The analyst is expecting Apple to report revenue of $82.4 billion in the June quarter and an EPS of $1.14.

Cowen says that iPhone builds are now tracking at 46 million units, higher than its previous forecast of 43 million. Mac and iPad shipments are likely to be down quarter-over-quarter, but Sankar says that the Mac likely gained market share in the first half of the year.

Because of lockdowns early in the June quarter, Sankar believes that Services revenue will decelerate to 10% year-over-year in Apple's June quarter.

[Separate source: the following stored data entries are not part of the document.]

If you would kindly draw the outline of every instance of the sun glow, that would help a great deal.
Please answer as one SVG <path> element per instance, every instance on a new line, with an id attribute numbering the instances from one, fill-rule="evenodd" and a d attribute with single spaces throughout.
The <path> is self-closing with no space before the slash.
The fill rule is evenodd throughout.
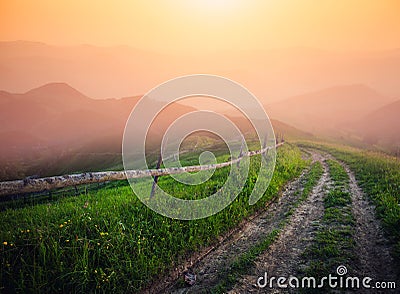
<path id="1" fill-rule="evenodd" d="M 189 1 L 190 2 L 190 1 Z M 238 0 L 192 0 L 193 5 L 201 6 L 204 9 L 229 9 L 237 6 Z"/>
<path id="2" fill-rule="evenodd" d="M 192 12 L 224 16 L 232 12 L 240 12 L 246 2 L 243 0 L 191 0 L 184 3 Z"/>

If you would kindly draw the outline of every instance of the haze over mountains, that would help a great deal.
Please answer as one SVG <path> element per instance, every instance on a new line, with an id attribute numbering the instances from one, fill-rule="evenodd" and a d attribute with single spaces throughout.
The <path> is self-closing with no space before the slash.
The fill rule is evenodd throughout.
<path id="1" fill-rule="evenodd" d="M 18 173 L 6 175 L 16 178 L 33 172 L 60 174 L 119 165 L 125 123 L 139 99 L 92 99 L 66 83 L 46 84 L 23 94 L 0 91 L 0 160 L 3 166 L 20 165 L 15 168 Z M 392 101 L 369 87 L 347 85 L 266 108 L 275 132 L 289 138 L 347 132 L 390 147 L 400 145 L 400 101 Z M 167 107 L 150 137 L 157 141 L 176 118 L 194 110 L 180 103 Z M 225 115 L 244 132 L 251 129 L 237 112 Z"/>
<path id="2" fill-rule="evenodd" d="M 139 99 L 92 99 L 66 83 L 49 83 L 23 94 L 1 91 L 0 162 L 3 172 L 9 168 L 0 178 L 120 166 L 123 131 Z M 194 110 L 179 103 L 166 107 L 149 130 L 150 145 L 174 120 Z M 230 118 L 249 131 L 243 119 Z M 288 136 L 310 136 L 284 123 L 277 126 Z"/>
<path id="3" fill-rule="evenodd" d="M 199 57 L 0 42 L 0 178 L 119 166 L 124 126 L 141 95 L 193 73 L 245 85 L 286 137 L 351 138 L 395 152 L 400 146 L 400 50 L 290 48 Z M 150 137 L 157 141 L 175 118 L 210 105 L 250 130 L 232 108 L 196 99 L 167 108 Z"/>
<path id="4" fill-rule="evenodd" d="M 336 86 L 266 105 L 271 117 L 319 135 L 338 134 L 394 99 L 361 84 Z"/>
<path id="5" fill-rule="evenodd" d="M 400 150 L 400 99 L 387 104 L 355 122 L 351 128 L 367 143 L 380 144 L 387 150 Z"/>
<path id="6" fill-rule="evenodd" d="M 231 78 L 265 104 L 355 83 L 398 97 L 400 49 L 335 52 L 289 48 L 175 56 L 127 46 L 0 42 L 0 89 L 14 93 L 48 82 L 66 82 L 93 98 L 126 97 L 193 73 Z"/>

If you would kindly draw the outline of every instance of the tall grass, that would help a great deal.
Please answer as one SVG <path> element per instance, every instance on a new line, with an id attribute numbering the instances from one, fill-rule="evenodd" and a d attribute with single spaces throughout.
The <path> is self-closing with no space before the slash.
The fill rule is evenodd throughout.
<path id="1" fill-rule="evenodd" d="M 247 184 L 235 201 L 202 220 L 173 220 L 154 213 L 127 184 L 0 212 L 1 290 L 120 293 L 141 289 L 262 209 L 306 165 L 296 147 L 279 148 L 268 190 L 261 201 L 249 206 L 259 160 L 252 158 Z M 160 185 L 202 198 L 223 184 L 228 171 L 217 170 L 201 187 L 185 191 L 172 187 L 168 178 L 161 178 Z"/>

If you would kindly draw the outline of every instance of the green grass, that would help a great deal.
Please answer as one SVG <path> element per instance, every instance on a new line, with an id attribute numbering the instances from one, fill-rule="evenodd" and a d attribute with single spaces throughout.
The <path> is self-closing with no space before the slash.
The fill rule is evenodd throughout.
<path id="1" fill-rule="evenodd" d="M 351 269 L 354 261 L 354 219 L 349 178 L 337 161 L 328 160 L 327 163 L 333 187 L 324 198 L 324 215 L 314 243 L 303 253 L 303 257 L 309 261 L 305 275 L 317 280 L 335 273 L 339 265 Z"/>
<path id="2" fill-rule="evenodd" d="M 324 168 L 320 162 L 312 165 L 310 172 L 307 174 L 303 191 L 301 193 L 301 201 L 305 200 L 311 193 L 312 189 L 317 185 L 318 180 L 322 176 Z"/>
<path id="3" fill-rule="evenodd" d="M 259 160 L 252 158 L 246 187 L 235 201 L 202 220 L 172 220 L 154 213 L 126 184 L 0 212 L 1 291 L 125 293 L 143 288 L 262 209 L 306 166 L 296 147 L 279 148 L 268 190 L 249 206 Z M 201 190 L 186 188 L 185 193 L 207 196 L 224 181 L 226 170 L 217 171 Z M 169 181 L 161 178 L 160 185 Z"/>
<path id="4" fill-rule="evenodd" d="M 278 238 L 280 232 L 284 229 L 289 216 L 296 210 L 296 208 L 307 199 L 312 189 L 318 183 L 323 173 L 321 163 L 314 163 L 304 179 L 304 189 L 301 196 L 293 204 L 290 212 L 285 215 L 285 218 L 280 222 L 279 228 L 272 230 L 263 240 L 256 243 L 250 250 L 239 255 L 230 266 L 227 272 L 221 273 L 219 276 L 219 283 L 214 287 L 213 293 L 226 293 L 237 282 L 238 278 L 247 273 L 250 267 L 254 264 L 256 258 L 265 252 L 272 243 Z"/>
<path id="5" fill-rule="evenodd" d="M 300 146 L 328 151 L 348 164 L 362 190 L 376 206 L 383 229 L 395 244 L 394 258 L 400 262 L 400 160 L 382 153 L 337 145 L 302 143 Z"/>
<path id="6" fill-rule="evenodd" d="M 293 207 L 286 214 L 287 216 L 292 215 L 295 212 L 296 208 L 299 206 L 299 204 L 307 199 L 312 189 L 317 185 L 318 180 L 321 178 L 323 172 L 324 168 L 322 167 L 322 164 L 320 162 L 316 162 L 311 166 L 310 171 L 308 172 L 308 174 L 304 179 L 303 190 L 301 192 L 300 198 L 298 201 L 296 201 Z"/>

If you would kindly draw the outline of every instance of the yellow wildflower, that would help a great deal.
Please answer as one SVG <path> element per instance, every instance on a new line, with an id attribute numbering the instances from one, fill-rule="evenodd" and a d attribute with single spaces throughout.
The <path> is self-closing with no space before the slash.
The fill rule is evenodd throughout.
<path id="1" fill-rule="evenodd" d="M 7 241 L 4 241 L 4 242 L 3 242 L 3 245 L 7 246 L 7 244 L 8 244 Z"/>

He still believes that Services will grow 13% in the fourth quarter, depending on factors related to recovery in China and Eastern Europe.

Looking ahead, Sankar offers a blended view of the potential forecast.

"Given increasing concerns of a recession, we lowered our CY23 iPhone sell-in forecast on potentially slower demand for premium devices. However, a macro slowdown could also impact other hardware and service offerings," he said.

If hardware product shipments decline 10%, for example, Sankar believes there will be a -7% revenue impact and a 12% earnings-per-share (EPS) impact. If shipments fall 20%, those other two numbers will be 14% and 22%, respectively.

Sankar maintains his 12-month Apple price target of $200, which is based on a sum-of-the-parts valuation by applying a 22x earnings multiple on Apple's core hardware business and a 39x earnings multiple on Services. That results in a blended 30x price-to-earnings multiple on his 2023 estimated DPS of $6.65.